La logique des scribes bibliques est sans ambiguïté : Dieu n’a pas prévu d’Autre Monde pour les morts, pour la simple raison qu’il a créé l’homme immortel sur terre. C’est par leur faute qu’Adam et Ève sont devenus mortels. Dans les grandes civilisations antiques que côtoient les Hébreux, c’est la mort – la bonne mort – qui ouvre l’accès à l’immortalité. L’Autre Monde, « le pays où l’on ne meurt plus », fait donc partie de la Création. Le don d’immortalité y est souvent symbolisé par le fruit d’un arbre ou l’eau d’une source. Les auteurs de la Genèse connaissent la tradition perse, puisqu’ils utilisent un mot perse (pardès, « jardin ») pour désigner le Paradis, mais ils en ont inversé la signification : au lieu de gagner le Paradis par la mort, Adam et Éve le perdent à jamais.
Le contraste est particulièrement frappant entre l’ancienne religion égyptienne totalement orientée vers l’Au-delà, et la religion hébraïque, exclusivement orientée vers l’ici-bas, cette dernière passant de ce fait pour une « contre-religion » aux yeux des Égyptiens [2]. Tout cela est bien connu des juifs « libéraux » (par opposition aux orthodoxes). Voici ce qu’écrivait Sigmund Freud dans son dernier ouvrage, Moïse et le monothéisme (1939), qui se fondait sur une bonne connaissance des travaux disponibles à son époque :
« Nul autre peuple de l’Antiquité [que les Égyptiens] n’a autant cherché à nier la mort, ne s’est donné autant de mal pour s’assurer une existence dans l’au-delà. […]. Au contraire, l’ancienne religion juive avait totalement renoncé à l’immortalité, jamais et nulle part il n’est fait allusion à la possibilité d’une existence après la mort [3]. »
Freud a raison de préciser qu’il s’agit d’un renoncement, d’un déni, d’une rupture par rapport aux religions environnantes. Il a également raison de restreindre son affirmation à « l’ancienne religion juive », aussi appelée hébraïsme ou yahvisme. L’évolution du judaïsme au cours des deux derniers millénaires est une autre histoire. La plupart des objections à la thèse du matérialisme hébraïque porte sur le judaïsme postérieur à l’hébraïsme biblique.
Le judaïsme moderne
On me fait d’abord remarquer, à juste titre, que les juifs pieux croient à la vie après la mort. Comment est-ce possible, si la Torah nie la vie après la mort ? Distinguons deux niveaux de réponse.

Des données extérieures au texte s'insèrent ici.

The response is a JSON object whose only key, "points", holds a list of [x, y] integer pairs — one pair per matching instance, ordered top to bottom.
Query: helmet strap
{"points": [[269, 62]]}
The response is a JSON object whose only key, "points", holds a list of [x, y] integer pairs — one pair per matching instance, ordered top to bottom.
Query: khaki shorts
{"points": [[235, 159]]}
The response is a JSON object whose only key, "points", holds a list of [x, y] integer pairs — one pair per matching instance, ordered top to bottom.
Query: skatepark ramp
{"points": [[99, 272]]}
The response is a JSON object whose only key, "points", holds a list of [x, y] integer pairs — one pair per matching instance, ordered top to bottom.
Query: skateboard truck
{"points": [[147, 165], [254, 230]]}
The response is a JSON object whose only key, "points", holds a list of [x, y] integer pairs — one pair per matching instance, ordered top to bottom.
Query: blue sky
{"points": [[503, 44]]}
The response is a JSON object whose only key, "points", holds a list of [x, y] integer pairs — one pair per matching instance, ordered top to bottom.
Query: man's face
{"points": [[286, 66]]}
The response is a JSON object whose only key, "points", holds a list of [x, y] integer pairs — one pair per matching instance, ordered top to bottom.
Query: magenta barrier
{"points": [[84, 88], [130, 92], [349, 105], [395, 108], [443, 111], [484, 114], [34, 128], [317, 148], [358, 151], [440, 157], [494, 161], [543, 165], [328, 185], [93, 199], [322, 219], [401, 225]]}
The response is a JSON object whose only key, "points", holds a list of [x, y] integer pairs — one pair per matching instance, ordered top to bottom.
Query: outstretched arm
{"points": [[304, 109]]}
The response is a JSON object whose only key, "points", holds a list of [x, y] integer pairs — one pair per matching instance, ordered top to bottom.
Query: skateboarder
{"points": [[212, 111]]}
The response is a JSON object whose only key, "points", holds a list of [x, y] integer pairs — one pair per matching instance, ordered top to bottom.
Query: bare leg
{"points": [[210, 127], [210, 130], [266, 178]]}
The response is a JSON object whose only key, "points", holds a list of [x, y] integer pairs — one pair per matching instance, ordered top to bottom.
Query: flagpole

Le premier niveau est anthropologique : la croyance en la vie après la mort est naturelle à l’homme. Expulsez-la de la religion officielle, elle reviendra par la fenêtre, car les hommes ne peuvent s’empêcher de se demander où sont leurs morts bien-aimés et ce qu’ils deviendront après leur propre mort. Le néant est un non-concept, donc impensable. Tous les êtres humains possèdent en eux cette aspiration universelle en une continuité de la vie terrestre sur un plan spirituel, qui fait partie de ce que Rousseau appelait, après bien d’autres, la « religion naturelle ». Celle-ci n’a besoin, nous dit-il, que de deux dogmes : l’existence d’un Dieu créateur et l’immortalité de l’âme. Notons que ces deux postulats sont logiquement indépendants : on peut admettre un Dieu créateur de l’univers matériel qui n’ait pas créé d’univers spirituel pour les âmes des morts. C’est la théologie implicite de la Bible hébraïque. Mais « l’instinct divin », pour reprendre encore une expression de Rousseau, pousse les juifs comme le reste des hommes à associer naturellement les deux. La condamnation répétée du culte des morts dans la Bible hébraïque prouve qu’il en a toujours été ainsi, et que l’interdit lévitique n’a jamais été scrupuleusement respecté [4].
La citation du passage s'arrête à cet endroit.